3. Copy s.mbox and h.mbox back to mail.python.org:
bash scripts/upload.sh
4. Train on existing and new messages:
bash scripts/train.sh
5. Install the result:
bash scripts/install.sh
6. Clean up:
make clean
The database tends to grow over time. You can use a couple schemes to reduce their size without affecting accuracy. Both require the spam.mbox.cull and ham.mbox.cull files to be downloaded from mail.python.org first. Do that with:
bash scripts/get-hamspam.sh
Once that's available, you can identity duplicates of the same message (it happens sometimes). See the docstring in scripts/dups.py for details. It's still a work-in-progress, so might need a bit of work.
In addition to deleting duplicate messages, sometimes it makes sense to delete some messages which aren't duplicates. You can use several approaches:
* Delete some number of the oldest messages
* Delete some random messages
* Delete a few of the very largest messages
I use the VM mail reader in Emacs which makes some of this fairly straightforward. It is easy to order the messages by size, date, author, subject, or a few other schemes. Aside from deleting very old or very large messages, I choose a sort order which is different than the physical order of the file, then define a little Emacs macro to help delete every so many messages. (I like prime numbers, so incorporate a jump of some prime number of messages after each message delete.) The system is quite resilient. Still, don't get too carried away deleting messages.
Once you have finished trimming the ham.mbox.cull and spam.mbox.cull mailbox files, return them to mail.python.org:
bash scripts/put-hamspam.sh
VM inserts some special message headers to retain information about the previous processing of the mailbox. The above script strips out those headers before upload. YMMV if you use a different mail program.

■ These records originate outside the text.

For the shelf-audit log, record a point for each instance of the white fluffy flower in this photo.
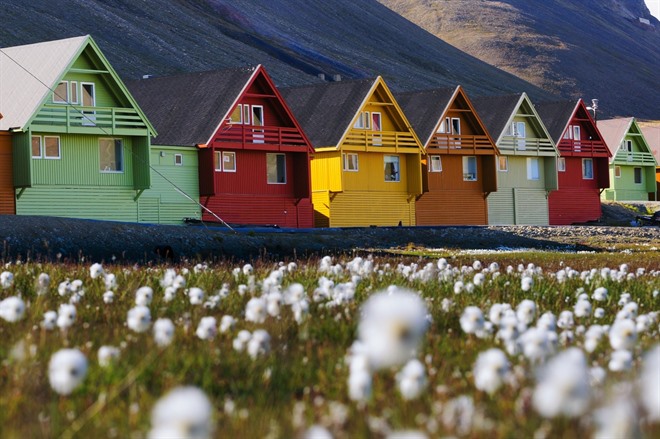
(163, 332)
(143, 296)
(391, 327)
(563, 388)
(490, 370)
(12, 309)
(412, 379)
(207, 328)
(107, 355)
(184, 412)
(66, 370)
(139, 318)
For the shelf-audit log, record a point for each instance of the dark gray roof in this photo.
(186, 109)
(495, 112)
(424, 109)
(555, 116)
(325, 111)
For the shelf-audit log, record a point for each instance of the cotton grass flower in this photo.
(12, 309)
(66, 370)
(563, 388)
(139, 318)
(163, 332)
(184, 412)
(391, 326)
(490, 370)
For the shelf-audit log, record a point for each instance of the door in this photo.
(88, 100)
(376, 125)
(257, 121)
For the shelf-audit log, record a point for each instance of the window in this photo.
(561, 164)
(350, 162)
(36, 147)
(470, 168)
(111, 155)
(436, 164)
(587, 169)
(237, 114)
(533, 172)
(276, 168)
(392, 169)
(51, 147)
(61, 94)
(503, 164)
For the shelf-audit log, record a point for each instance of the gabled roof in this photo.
(187, 109)
(424, 108)
(29, 73)
(326, 110)
(496, 112)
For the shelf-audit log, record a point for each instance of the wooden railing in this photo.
(366, 140)
(251, 134)
(78, 119)
(461, 144)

Finally, train and install as above.
The scripts directory contains two scripts to help generate useful
summaries of data from the mpo-smtpd log files. classify.py
classifies the records in one or more log files based on the action
taken, emitting a CSV file with one row per day. get-mpo-logs.sh
grabs the current collection of log files from mail.python.org
,
renaming them to be unique by date. The normal scheme is to run
bash scripts/get-mpo-logs.sh
python scripts/classify.py logs/*
with the output of the second command directed to a CSV file or to a
program which can plot CSV files.
Since a week's worth of log files are stored on the server, the
get-mpo-logs.sh
script need only be run weekly to construct a full
group of log files. Unfortunately, running that script from cron might
be challenging, as it will require entry of your private ssh key.